Pas de confirmation d’une «usine Iron Dome»
Rafael participe au développement de plusieurs systèmes israéliens de défense aérienne et antimissile, parmi lesquels Iron Dome, David’s Sling et Arrow. Ce lien industriel est confirmé, mais il ne permet pas d’affirmer que l’usine d’Osnabrück produira des batteries Iron Dome complètes ou des missiles intercepteurs Tamir.
La communication officielle de Volkswagen ne cite d’ailleurs aucun de ces systèmes par son nom. Elle se limite à évoquer la fabrication potentielle de «systèmes et composants pour des systèmes de défense aérienne» destinés à l’Allemagne et à l’Europe.
Dans le contexte particulièrement sensible des conflits en cours au Moyen-Orient, présenter l’opération comme la transformation d’une usine Volkswagen en «usine Iron Dome» irait donc au-delà des faits établis. À ce stade, le partenariat avec Rafael et l’orientation vers la défense aérienne sont confirmés, mais la nature exacte des équipements, les volumes de production et les clients finaux restent à préciser.
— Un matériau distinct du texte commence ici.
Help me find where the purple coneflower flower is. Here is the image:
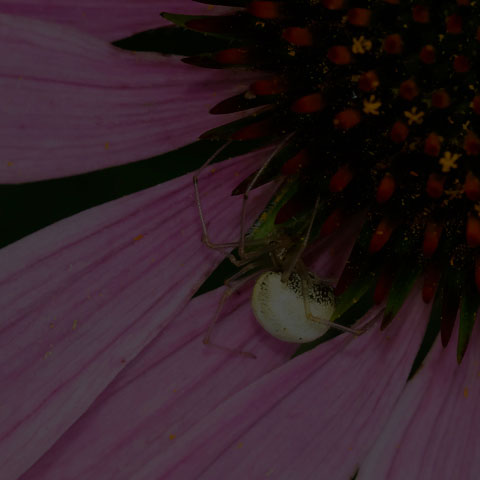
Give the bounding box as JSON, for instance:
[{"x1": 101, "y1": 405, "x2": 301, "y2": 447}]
[{"x1": 0, "y1": 0, "x2": 480, "y2": 480}]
Il faut également souligner que Volkswagen ne prévoit pas de devenir lui-même fabricant d’armement sur le site. Dans le scénario annoncé, Volkswagen Osnabrück GmbH passerait sous le contrôle majoritaire d’Aurelius Capital, avec une participation du Land de Basse-Saxe.
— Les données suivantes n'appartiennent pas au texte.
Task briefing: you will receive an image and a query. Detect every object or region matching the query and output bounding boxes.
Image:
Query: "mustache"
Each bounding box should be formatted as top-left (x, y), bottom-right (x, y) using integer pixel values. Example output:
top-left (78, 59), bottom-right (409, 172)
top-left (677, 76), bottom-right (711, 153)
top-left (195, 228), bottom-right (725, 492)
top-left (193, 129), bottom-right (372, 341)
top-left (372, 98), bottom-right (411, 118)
Une réponse à la restructuration industrielle de Volkswagen
Le projet intervient alors que Volkswagen mène une importante restructuration de ses activités allemandes. Le groupe est confronté à la faiblesse de la demande en Europe, à des coûts de production élevés, à des capacités excédentaires et à une concurrence accrue, notamment de la part des constructeurs chinois.
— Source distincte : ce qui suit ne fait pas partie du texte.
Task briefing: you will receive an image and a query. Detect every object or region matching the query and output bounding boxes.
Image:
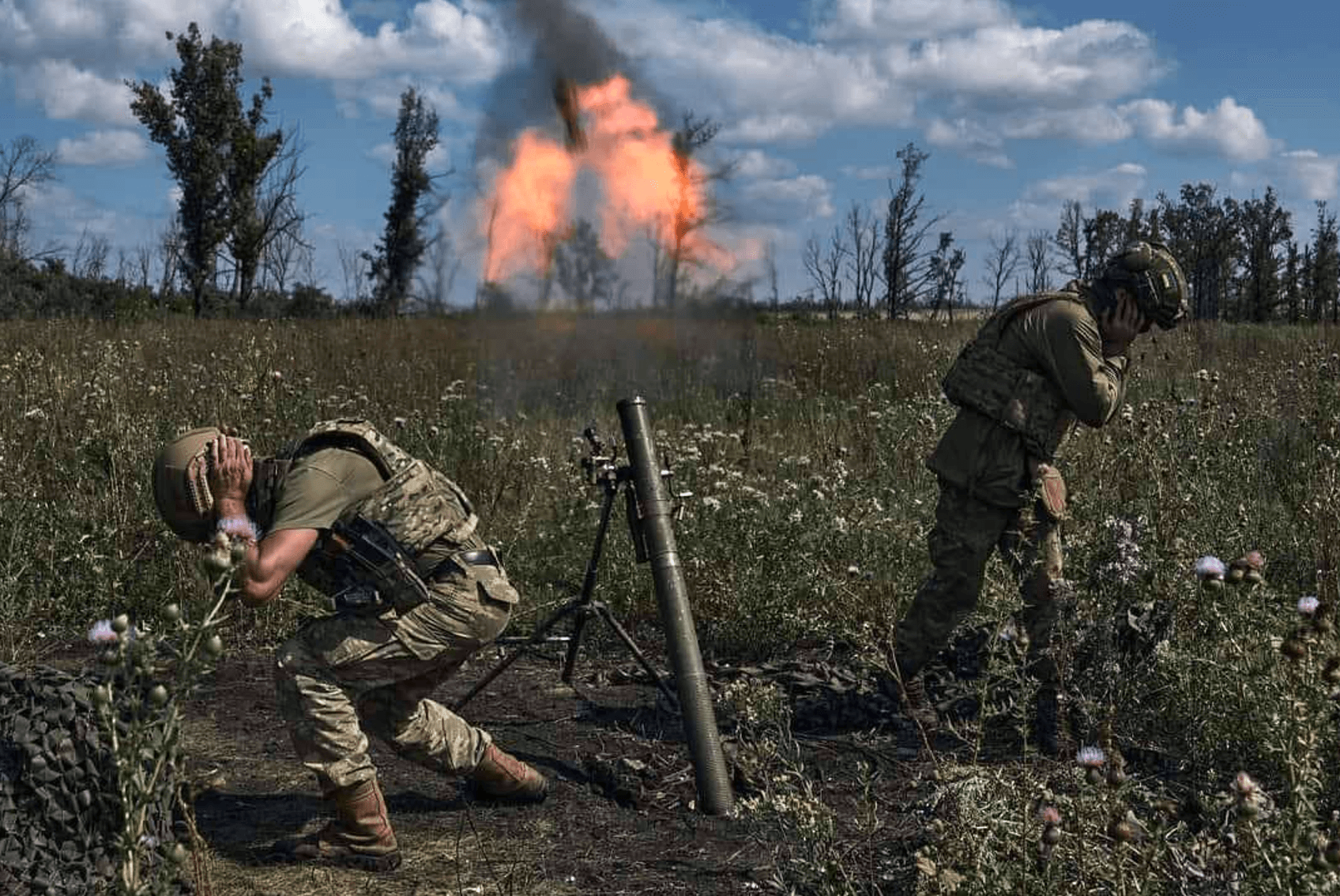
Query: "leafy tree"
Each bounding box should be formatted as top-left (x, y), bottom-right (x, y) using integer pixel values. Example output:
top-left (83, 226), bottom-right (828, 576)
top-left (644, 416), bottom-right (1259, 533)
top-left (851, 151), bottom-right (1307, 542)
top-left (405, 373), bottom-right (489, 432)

Selon Reuters, Volkswagen a averti que plusieurs de ses usines allemandes pourraient devoir fermer ou être réaffectées si aucune utilisation alternative économiquement viable n’était trouvée. La reprise d’Osnabrück pourrait dès lors servir de modèle pour d’autres sites industriels sous-utilisés.
La reconversion vers la défense s’inscrit aussi dans une tendance plus large en Europe, où l’augmentation des dépenses militaires encourage les rapprochements entre les secteurs automobile et militaire. Des entreprises comme Rheinmetall et Continental étudient ou mettent déjà en œuvre des projets utilisant des compétences et des capacités issues de l’industrie automobile.
La piste d’Amarok militaires reste non confirmée
D’autres activités pourraient éventuellement rejoindre le futur portefeuille du site. Reuters cite notamment une source proche du dossier selon laquelle la transformation de pick-up Volkswagen Amarok en véhicules militaires ferait partie des pistes étudiées.
La même source mentionne une éventuelle intervention du groupe polonais WB Group sur des véhicules de MAN, marque appartenant à Traton, filiale du groupe Volkswagen. Ni le Land de Basse-Saxe ni WB Group n’ont commenté ces informations. Il ne s’agit donc pas, à ce stade, d’un projet officiellement confirmé.
Une perspective industrielle, mais encore de nombreuses inconnues
L’accord annoncé offre une possible continuité industrielle à une usine appelée à sortir du secteur automobile. Il pourrait également préserver une part importante des emplois, sans qu’un chiffre définitif puisse encore être avancé.
La prudence reste néanmoins indispensable. La vente n’est pas finalisée, les activités futures ne sont pas précisément définies et le premier programme avec Rafael demeure présenté comme un projet potentiel. Volkswagen promet de communiquer les détails relatifs aux activités, au calendrier et à l’emploi lorsque des résultats suffisamment solides seront disponibles.